How do you treat the word size (or is it sized?) when it’s used in combination with other words as an adjective? Here’s a rundown of the options, with judgments about the best bets.
The combination of mid with size is treated in various combinations: as midsize, mid-size, midsized, and mid-sized. The most prevalent form, logically — following the tendency to omit hyphens after prefixes and because omitting the second d is simpler than retaining it — is midsize. Medium-sized, however, prevails over medium-size; the hyphen is to be expected, because medium is an entire word, not just a prefix, like mid, but the retention of the final d is puzzling.
Midsize is the adjective of choice for vehicles, while medium-sized is much more likely to apply not only to entities such as businesses and organizations but also to most other products and objects.
And how should references to comparatively small or large phenomena be styled? Some people would follow the pattern by writing small-size or small-sized, or large-size or large-sized, but -size or -sized is redundant because small and large provide a frame of reference to the quality being discussed, whereas medium is vague enough to require the contextual clue of -sized, even when small and/or large are also employed in the passage. (A range should be rendered as follows: “Small to midsize cars were tested” or “The survey applied to small to medium-sized businesses.”)
Words for bed sizes are expressed as, for example, king-size or king-sized. Merriam-Webster’s Collegiate Dictionary, probably the most widely consulted dictionary in the publishing industry, notes that king-size is prevalent, which is consistent with its entries for similarly constructed words, include bite-size, legal-size, life-size, man-size, plus-size, pocket-size, in which the -sized form is regarded as a variant.

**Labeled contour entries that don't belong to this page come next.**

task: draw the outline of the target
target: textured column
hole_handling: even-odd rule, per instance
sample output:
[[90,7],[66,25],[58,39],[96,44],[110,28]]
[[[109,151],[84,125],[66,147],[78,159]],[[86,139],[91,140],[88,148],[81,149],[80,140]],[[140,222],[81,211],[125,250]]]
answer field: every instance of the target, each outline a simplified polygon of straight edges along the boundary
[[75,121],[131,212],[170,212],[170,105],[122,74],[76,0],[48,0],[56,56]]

Similar terms, such as those in the sentences as “We watched a car-size boulder tumbling down the slope” or “A house-size depression appeared in the field,” can be created as needed. However, writers should take care in producing such constructions with less common references. “He approached the brick-size object as it hovered in front of him” is reasonable, because although bricks vary in size, most readers will probably think of the typical red clay building material. But “a dog-size creature” is vague because of the disparity of size among dog breeds, and “a cell phone–size device” may seem awkwardly constructed. (Try “a device the size of a cell phone” instead.)